Bupati Tutup Tiga Toko Miras 

avatar Yayuk

Beritainvestigasinews.id, Sidoarjo- Bupati Sidoarjo H. Subandi SH MKn menindak tegas tempat 
penjualan minuman keras (miras) yang menyalahi ketentuan.Tiga tempat penjualan miras di ruko ditutup saat itu juga saat inspeksi mendadak (sidak) pada Jumat malam (31 Juli 2026).


Tiga ruko itu berada di kawasan Perumahan KNV Sidoarjo. Pemiliknya menggunakannya untuk menjual barang memabukkan tersebut secara eceran.

Padahal, dari izin yang diperlihatkan pedagang miras tersebut tertera sebagai 
distributor. Bukan sebagai pengecer yang dapat melakukan penjualan langsung 
kepada masyarakat. 

Sidak dilakukan bersama Dandim 0816/ Sidoarjo Letkol. Inf. Abraham Pribadi.
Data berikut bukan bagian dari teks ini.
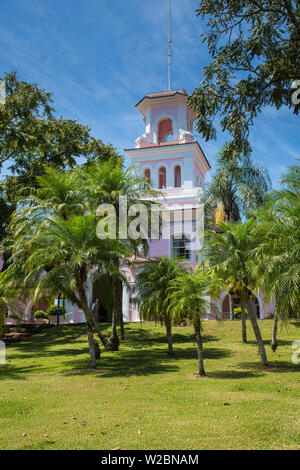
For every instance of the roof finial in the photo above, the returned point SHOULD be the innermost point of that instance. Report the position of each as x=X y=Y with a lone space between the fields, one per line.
x=170 y=45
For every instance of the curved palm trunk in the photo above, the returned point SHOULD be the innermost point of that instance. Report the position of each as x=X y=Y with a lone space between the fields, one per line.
x=261 y=347
x=169 y=335
x=231 y=306
x=92 y=349
x=101 y=336
x=197 y=326
x=89 y=323
x=114 y=342
x=119 y=297
x=244 y=327
x=274 y=344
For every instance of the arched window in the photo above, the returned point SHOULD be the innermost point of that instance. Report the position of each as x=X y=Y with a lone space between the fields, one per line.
x=162 y=178
x=177 y=176
x=147 y=174
x=181 y=247
x=165 y=130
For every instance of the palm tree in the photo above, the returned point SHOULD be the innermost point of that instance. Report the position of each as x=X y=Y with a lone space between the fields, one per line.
x=153 y=283
x=75 y=253
x=59 y=194
x=230 y=254
x=238 y=186
x=106 y=184
x=278 y=255
x=188 y=297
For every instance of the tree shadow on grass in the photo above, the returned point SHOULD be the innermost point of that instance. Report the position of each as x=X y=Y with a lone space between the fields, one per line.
x=142 y=362
x=11 y=372
x=126 y=364
x=273 y=366
x=152 y=338
x=295 y=323
x=233 y=374
x=281 y=342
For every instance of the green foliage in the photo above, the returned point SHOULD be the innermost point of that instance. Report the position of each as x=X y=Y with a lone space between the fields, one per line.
x=269 y=316
x=3 y=327
x=188 y=296
x=32 y=138
x=254 y=49
x=52 y=310
x=16 y=317
x=237 y=313
x=277 y=257
x=153 y=283
x=42 y=314
x=239 y=185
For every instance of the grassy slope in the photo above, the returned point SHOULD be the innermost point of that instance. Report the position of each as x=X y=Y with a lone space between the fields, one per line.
x=141 y=399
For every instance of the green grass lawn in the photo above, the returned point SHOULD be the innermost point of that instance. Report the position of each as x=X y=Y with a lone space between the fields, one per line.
x=139 y=398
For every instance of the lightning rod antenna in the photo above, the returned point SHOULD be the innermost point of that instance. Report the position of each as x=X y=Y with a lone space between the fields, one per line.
x=170 y=44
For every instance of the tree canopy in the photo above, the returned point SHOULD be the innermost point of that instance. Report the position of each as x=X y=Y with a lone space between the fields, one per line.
x=254 y=47
x=33 y=138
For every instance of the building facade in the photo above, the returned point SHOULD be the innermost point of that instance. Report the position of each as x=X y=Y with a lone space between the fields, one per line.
x=168 y=155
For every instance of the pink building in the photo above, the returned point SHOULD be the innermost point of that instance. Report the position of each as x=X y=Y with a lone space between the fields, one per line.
x=173 y=160
x=168 y=155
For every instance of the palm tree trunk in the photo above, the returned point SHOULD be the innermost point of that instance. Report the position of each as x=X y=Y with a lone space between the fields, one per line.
x=120 y=308
x=231 y=306
x=89 y=323
x=169 y=336
x=101 y=336
x=261 y=347
x=274 y=344
x=114 y=339
x=244 y=327
x=92 y=348
x=197 y=326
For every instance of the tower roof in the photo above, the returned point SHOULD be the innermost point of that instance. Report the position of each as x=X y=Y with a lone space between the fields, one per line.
x=162 y=94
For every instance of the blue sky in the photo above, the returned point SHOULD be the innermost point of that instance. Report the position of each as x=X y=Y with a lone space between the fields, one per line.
x=99 y=58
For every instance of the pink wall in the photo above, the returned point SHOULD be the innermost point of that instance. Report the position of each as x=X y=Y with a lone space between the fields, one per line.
x=158 y=248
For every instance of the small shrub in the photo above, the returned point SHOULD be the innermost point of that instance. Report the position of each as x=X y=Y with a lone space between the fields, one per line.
x=3 y=326
x=237 y=313
x=16 y=317
x=41 y=314
x=53 y=310
x=270 y=316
Dalam sidak malam itu, Bupati H. Subandi menemukan penjualan miras dengan kadar alkohol yang tinggi. Miras golongan B dengan kandungan alkohol di atas 20 persen tidak boleh 
dijual di toko-toko. 

"Ada tiga ruko yang berjualan minuman keras. Izin yang kita jumpai adalah distributor. 
Kalau izinnya distributor, tentu tidak boleh jualan retail. Distributor adalah gudang untuk penyimpanan minuman. Tadi sudah menyalahi aturan, seperti retail, jualan 
eceran. Itu melanggar aturan," ucapnya. 

Bupati Subandi menyatakan Pemkab Sidoarjo sendiri tidak pernah mengeluarkan izin 
penjualan miras secara eceran. Bupati Subandi juga memastikan tidak akan pernah memberikan izin penjualan miras. Izin distributor penjualan miras diperoleh para 
pedagang lewat izin OSS (Online Single Submission) yang dikelola Kementerian Investasi dan Hilirisasi atau Badan Koordinasi Penanaman Modal (BKPM). 

"Ini bentuk sosialisasi, antara Forkopimda DPRD. Kita akan sidak setiap hari. Besok kita rapat dengan camat, forkopimda, biar gerak semua. Sidak-sidak di kecamatan yang ada penjual minuman keras, termasuk di warung-warung," ujarnya. 

Dalam sidak kali ini, disita 624 botol miras. Kandungan alkohol miras-miras tersebut di 
atas 20 persen. Penjual miras akan dipanggil untuk menjalani disidang. Toko-tokonya harus tutup.Jika penjualan miras secara dilakukan kembali, seluruh barang dagangannya akan disita. 

"Saya minta kepada masyarakat yang mengetahui ada yang berjualan miras bisa 
dilaporkan kepada kantor kecamatan atau ke Pemkab Sidoarjo," ujarnya.